By Dave Jeppesen March 21, 2022
Given an increased interest in the child welfare system, I would like to share a bit of the process and the role of the Department of Health and Welfare.
First, I need to be clear that specific child welfare cases are confidential, and we cannot release any details about specific cases. We often would like to be able to say more, but that would violate the rights of the families and children who really need support and assistance, not to mention the stigma that might happen if their personal circumstances were made public.
When it comes to child welfare cases, our highest priority is to keep children with their families whenever that can be done safely, or to help the family address safety issues so a child can return home safely. In particular, there is a growing false narrative that parents should be fearful to seek medical care. Nothing could be further from the truth. Parents should always seek medical care and advice when their children are ill and for regular wellness checkups.
As we have shared with the media, in general, below is how the child welfare process works:
If someone is concerned about the safety of a child, they can call the department by dialing 211, or 855-552-KIDS (5437) or their local law enforcement. Referrals can come from anyone, but they often come from a health care worker, teacher, law enforcement or other Idaho resident who has concerns about a child’s safety. (Just a reminder that everyone in Idaho is a mandated reporter if they have information a child may be the victim of abuse or neglect.)
When a referral is received, it is reviewed, and a determination is made if what was called in meets the priority guidelines for assignment.
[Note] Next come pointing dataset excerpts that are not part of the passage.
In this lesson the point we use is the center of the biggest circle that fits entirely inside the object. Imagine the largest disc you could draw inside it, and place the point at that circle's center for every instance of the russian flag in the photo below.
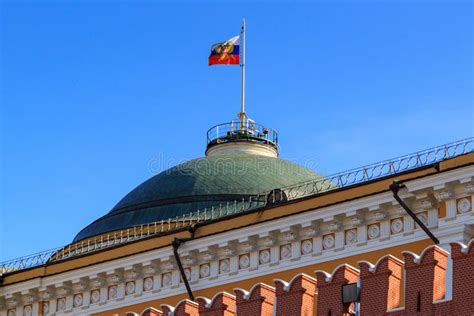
(226, 53)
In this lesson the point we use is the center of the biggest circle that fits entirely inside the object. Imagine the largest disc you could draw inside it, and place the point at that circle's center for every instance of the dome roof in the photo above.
(198, 184)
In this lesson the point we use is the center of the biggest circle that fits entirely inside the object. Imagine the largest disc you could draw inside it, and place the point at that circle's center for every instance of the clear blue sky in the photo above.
(92, 91)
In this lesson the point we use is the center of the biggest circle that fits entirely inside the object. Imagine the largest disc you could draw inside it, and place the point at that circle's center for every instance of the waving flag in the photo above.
(226, 53)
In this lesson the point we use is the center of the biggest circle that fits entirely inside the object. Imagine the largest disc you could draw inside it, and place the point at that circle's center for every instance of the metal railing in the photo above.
(333, 182)
(241, 130)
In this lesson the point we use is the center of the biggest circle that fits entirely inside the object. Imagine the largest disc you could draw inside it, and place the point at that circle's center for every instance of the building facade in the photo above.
(242, 232)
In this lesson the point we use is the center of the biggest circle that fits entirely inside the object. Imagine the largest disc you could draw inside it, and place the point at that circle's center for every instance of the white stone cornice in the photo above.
(440, 180)
(443, 195)
(134, 272)
(251, 240)
(469, 188)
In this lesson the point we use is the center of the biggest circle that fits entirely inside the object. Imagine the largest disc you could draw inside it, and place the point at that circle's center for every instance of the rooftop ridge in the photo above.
(336, 181)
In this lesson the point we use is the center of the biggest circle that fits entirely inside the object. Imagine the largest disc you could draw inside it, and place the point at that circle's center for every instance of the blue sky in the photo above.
(92, 91)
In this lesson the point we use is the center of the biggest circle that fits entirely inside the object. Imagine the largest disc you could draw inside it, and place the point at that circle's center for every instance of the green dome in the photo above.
(198, 184)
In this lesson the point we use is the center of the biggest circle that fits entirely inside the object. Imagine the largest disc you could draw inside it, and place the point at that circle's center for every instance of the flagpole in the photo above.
(242, 114)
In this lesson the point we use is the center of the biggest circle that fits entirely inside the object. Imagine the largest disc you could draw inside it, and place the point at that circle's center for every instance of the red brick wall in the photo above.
(296, 297)
(384, 278)
(330, 289)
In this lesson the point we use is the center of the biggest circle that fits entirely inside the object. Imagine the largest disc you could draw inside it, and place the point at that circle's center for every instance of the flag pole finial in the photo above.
(242, 115)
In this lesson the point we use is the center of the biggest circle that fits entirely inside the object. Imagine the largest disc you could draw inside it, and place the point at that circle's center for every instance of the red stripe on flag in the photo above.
(227, 60)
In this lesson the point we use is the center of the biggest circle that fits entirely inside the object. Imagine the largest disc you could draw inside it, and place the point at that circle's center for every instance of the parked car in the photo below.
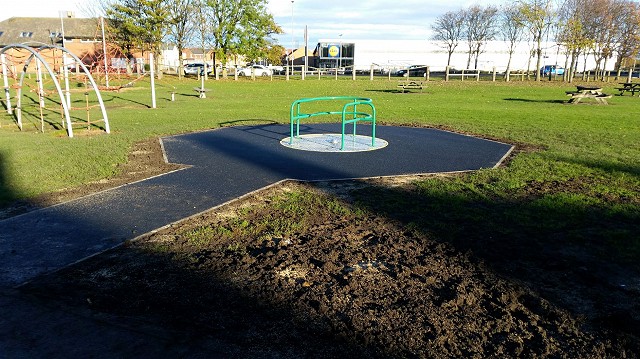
(197, 68)
(546, 70)
(413, 70)
(258, 70)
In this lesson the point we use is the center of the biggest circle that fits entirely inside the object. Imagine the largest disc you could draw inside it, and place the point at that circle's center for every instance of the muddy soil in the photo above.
(355, 280)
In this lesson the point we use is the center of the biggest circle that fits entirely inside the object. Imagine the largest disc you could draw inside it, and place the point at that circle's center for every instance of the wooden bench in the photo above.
(202, 93)
(629, 87)
(351, 109)
(411, 85)
(577, 96)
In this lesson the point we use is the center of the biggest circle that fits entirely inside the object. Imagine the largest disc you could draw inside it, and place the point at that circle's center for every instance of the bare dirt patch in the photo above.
(364, 269)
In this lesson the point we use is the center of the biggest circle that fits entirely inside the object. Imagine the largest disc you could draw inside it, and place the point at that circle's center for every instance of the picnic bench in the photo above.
(202, 92)
(411, 85)
(589, 92)
(351, 109)
(632, 87)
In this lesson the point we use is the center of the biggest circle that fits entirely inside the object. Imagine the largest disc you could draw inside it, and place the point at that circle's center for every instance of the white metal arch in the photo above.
(40, 60)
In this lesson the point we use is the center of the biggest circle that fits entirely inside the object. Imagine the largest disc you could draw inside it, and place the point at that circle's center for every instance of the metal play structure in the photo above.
(351, 111)
(8, 62)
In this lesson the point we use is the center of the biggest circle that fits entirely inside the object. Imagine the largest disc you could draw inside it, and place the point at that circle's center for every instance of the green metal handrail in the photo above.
(349, 114)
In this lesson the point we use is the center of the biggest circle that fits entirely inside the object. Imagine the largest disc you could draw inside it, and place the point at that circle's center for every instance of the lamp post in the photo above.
(340, 53)
(292, 38)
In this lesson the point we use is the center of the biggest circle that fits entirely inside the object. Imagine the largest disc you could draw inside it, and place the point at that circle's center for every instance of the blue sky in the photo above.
(369, 19)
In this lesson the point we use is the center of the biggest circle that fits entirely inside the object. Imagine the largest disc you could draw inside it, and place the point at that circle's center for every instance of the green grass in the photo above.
(598, 142)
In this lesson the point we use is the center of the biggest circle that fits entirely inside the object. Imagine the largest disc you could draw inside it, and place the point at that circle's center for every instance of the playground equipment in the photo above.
(351, 110)
(35, 51)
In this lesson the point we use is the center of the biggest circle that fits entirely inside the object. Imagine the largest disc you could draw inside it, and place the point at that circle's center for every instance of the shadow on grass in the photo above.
(535, 100)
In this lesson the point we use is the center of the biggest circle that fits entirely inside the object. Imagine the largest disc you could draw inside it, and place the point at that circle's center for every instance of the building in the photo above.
(390, 55)
(82, 37)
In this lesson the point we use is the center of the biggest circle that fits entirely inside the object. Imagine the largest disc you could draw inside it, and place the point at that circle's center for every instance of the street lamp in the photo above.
(340, 53)
(292, 38)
If the referral meets the guidelines for assignment, it is prioritized for a safety assessment based on severity. For those where the perceived danger to the child is high, a social worker and possibly law enforcement will visit the family to check on the child very quickly. Based on that visit and in consultation with the social worker and possibly health care workers, law enforcement will make the decision about whether to declare that a child is in imminent danger.
If that decision is made, then law enforcement places the child in the temporary custody of the state through the Department of Health and Welfare until a shelter care hearing in court can be held. That hearing will take place in no more than 48 business hours. The judge will hear all the evidence from the family, the social worker, law enforcement and others, and possibly review a safety plan if one is agreed to by the family and will issue a decision about whether the child will be released to the family or will remain in the state’s custody because safety issues have not been addressed by the family.
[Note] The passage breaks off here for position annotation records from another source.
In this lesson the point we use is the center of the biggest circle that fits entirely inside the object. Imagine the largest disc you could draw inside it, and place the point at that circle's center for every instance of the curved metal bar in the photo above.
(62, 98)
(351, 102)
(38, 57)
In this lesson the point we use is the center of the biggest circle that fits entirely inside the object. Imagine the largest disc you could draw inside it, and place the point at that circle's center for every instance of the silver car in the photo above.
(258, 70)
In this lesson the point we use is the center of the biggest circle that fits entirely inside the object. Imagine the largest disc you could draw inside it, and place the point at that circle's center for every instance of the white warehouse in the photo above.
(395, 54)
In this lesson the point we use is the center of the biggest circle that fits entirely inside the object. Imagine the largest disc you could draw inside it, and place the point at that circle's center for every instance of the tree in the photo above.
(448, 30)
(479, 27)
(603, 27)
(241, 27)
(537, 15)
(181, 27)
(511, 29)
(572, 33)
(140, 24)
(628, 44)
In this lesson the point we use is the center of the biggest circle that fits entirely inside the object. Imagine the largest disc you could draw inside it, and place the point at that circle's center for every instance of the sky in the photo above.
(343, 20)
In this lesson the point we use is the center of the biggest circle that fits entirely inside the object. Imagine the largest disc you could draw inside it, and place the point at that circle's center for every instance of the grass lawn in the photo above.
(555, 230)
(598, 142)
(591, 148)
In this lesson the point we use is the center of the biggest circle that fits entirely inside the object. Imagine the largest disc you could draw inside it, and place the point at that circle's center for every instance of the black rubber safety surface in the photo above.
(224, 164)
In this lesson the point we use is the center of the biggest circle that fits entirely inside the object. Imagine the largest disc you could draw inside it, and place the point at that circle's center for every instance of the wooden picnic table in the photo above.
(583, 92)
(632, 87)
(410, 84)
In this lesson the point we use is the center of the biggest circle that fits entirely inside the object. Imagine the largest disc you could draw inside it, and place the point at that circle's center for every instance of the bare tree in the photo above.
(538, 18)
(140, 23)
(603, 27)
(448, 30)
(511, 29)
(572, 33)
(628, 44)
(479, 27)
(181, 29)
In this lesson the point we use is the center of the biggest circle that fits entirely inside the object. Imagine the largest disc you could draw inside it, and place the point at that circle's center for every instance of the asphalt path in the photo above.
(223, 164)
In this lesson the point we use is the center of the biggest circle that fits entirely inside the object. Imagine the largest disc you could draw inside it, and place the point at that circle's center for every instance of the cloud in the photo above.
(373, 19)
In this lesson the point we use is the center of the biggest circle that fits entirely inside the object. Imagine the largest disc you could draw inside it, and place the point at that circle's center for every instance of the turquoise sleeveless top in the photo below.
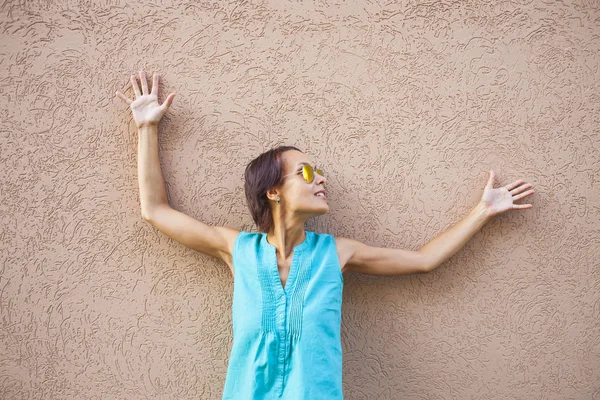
(286, 341)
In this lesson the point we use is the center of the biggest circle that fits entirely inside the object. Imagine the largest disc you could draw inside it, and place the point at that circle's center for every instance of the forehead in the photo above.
(293, 157)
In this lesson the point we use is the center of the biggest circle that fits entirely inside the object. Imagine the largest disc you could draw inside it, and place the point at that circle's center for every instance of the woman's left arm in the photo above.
(493, 202)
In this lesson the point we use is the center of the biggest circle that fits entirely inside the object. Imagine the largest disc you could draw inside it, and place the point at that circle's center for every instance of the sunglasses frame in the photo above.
(314, 170)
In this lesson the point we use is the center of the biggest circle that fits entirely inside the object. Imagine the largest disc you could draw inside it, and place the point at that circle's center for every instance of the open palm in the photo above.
(145, 108)
(502, 199)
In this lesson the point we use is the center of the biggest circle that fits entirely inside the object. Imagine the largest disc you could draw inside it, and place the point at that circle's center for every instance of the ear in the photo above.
(273, 194)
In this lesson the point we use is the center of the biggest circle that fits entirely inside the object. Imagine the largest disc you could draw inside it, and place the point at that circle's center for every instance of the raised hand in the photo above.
(502, 199)
(145, 108)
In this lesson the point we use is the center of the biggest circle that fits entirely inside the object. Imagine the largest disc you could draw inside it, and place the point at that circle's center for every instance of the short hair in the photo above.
(262, 173)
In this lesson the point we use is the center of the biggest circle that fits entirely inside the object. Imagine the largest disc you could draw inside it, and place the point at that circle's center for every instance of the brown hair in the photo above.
(262, 173)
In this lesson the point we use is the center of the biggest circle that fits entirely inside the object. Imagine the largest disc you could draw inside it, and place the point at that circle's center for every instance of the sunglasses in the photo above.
(308, 173)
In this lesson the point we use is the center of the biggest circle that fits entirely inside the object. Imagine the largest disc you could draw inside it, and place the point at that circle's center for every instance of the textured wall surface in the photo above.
(406, 106)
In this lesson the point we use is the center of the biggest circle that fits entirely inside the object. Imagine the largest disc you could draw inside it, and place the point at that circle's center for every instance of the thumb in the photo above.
(168, 102)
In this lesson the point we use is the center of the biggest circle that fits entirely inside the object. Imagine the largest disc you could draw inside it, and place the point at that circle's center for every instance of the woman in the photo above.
(288, 281)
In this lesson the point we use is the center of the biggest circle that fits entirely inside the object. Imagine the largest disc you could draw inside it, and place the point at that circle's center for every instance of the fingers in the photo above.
(520, 189)
(521, 206)
(123, 97)
(519, 197)
(155, 84)
(514, 184)
(144, 82)
(168, 101)
(136, 89)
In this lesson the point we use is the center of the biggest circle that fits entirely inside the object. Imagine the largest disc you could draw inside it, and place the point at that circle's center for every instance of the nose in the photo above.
(319, 179)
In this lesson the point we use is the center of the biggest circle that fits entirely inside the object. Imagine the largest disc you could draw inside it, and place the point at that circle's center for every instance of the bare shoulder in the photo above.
(345, 249)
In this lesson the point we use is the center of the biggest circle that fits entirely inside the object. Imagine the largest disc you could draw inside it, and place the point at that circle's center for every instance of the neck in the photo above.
(286, 234)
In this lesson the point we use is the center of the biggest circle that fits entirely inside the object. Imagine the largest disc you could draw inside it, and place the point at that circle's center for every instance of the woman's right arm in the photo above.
(212, 240)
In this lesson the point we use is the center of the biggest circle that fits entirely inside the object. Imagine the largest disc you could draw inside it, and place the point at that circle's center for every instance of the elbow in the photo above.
(428, 264)
(146, 216)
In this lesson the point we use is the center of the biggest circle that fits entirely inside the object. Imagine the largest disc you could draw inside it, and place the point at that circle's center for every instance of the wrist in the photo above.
(483, 210)
(147, 126)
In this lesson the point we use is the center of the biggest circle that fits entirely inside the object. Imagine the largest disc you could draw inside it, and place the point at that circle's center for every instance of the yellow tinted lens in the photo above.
(308, 174)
If the child goes back to his or her family with a safety plan, a social worker will be assigned to work with the family on a case plan ordered through the court to address the safety issues that led to their child being placed in care. The social worker will meet with the family on a frequency determined through the safety plan put in place to make sure the terms of the safety plan are being followed and the child is safe.
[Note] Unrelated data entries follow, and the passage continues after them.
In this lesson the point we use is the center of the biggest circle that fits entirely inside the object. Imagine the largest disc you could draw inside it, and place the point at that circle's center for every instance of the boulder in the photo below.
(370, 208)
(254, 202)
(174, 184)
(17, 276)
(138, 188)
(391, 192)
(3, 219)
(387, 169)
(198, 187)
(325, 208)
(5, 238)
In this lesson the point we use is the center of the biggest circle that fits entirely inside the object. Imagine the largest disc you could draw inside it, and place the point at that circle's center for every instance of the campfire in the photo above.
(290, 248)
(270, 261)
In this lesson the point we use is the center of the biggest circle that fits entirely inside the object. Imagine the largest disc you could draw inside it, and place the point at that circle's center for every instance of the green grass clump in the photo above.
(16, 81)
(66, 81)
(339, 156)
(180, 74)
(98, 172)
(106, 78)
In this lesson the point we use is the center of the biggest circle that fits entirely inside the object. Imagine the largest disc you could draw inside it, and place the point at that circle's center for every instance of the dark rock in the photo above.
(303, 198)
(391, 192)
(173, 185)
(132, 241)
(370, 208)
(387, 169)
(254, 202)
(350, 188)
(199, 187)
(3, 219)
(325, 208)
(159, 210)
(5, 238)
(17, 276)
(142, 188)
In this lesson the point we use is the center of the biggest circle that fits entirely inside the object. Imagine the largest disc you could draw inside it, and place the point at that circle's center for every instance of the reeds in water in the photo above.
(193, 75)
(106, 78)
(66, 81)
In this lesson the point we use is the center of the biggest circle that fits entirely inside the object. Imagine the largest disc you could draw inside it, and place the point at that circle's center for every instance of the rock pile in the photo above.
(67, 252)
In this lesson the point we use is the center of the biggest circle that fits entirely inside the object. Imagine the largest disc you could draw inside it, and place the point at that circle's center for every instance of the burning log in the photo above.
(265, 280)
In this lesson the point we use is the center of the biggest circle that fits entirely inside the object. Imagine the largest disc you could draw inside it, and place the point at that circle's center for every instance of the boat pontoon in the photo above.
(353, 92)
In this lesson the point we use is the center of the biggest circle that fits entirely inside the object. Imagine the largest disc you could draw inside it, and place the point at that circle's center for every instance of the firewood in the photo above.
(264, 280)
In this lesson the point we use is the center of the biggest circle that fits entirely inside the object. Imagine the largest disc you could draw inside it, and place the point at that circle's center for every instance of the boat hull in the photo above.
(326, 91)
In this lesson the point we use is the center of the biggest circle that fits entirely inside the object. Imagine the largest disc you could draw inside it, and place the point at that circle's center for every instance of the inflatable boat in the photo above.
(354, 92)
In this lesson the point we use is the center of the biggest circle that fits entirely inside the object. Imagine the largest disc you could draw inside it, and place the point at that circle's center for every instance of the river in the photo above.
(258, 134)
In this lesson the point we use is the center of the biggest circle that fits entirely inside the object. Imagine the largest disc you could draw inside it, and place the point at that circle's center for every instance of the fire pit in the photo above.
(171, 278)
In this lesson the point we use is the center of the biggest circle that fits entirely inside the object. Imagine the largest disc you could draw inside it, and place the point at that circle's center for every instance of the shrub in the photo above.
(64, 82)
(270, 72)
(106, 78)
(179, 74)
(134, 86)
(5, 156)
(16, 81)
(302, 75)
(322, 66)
If the child remains in the state’s custody, the department will continue to work with the family until the safety concerns are resolved. The Adoption and Safe Families Act allows for parents to have 12 months to resolve the safety issues. If safety issues can’t be resolved and the child can’t be returned safely to the home at that point, then the department can petition the court for termination of parental rights. We always hope it doesn’t come to that, but it sometimes does, unfortunately.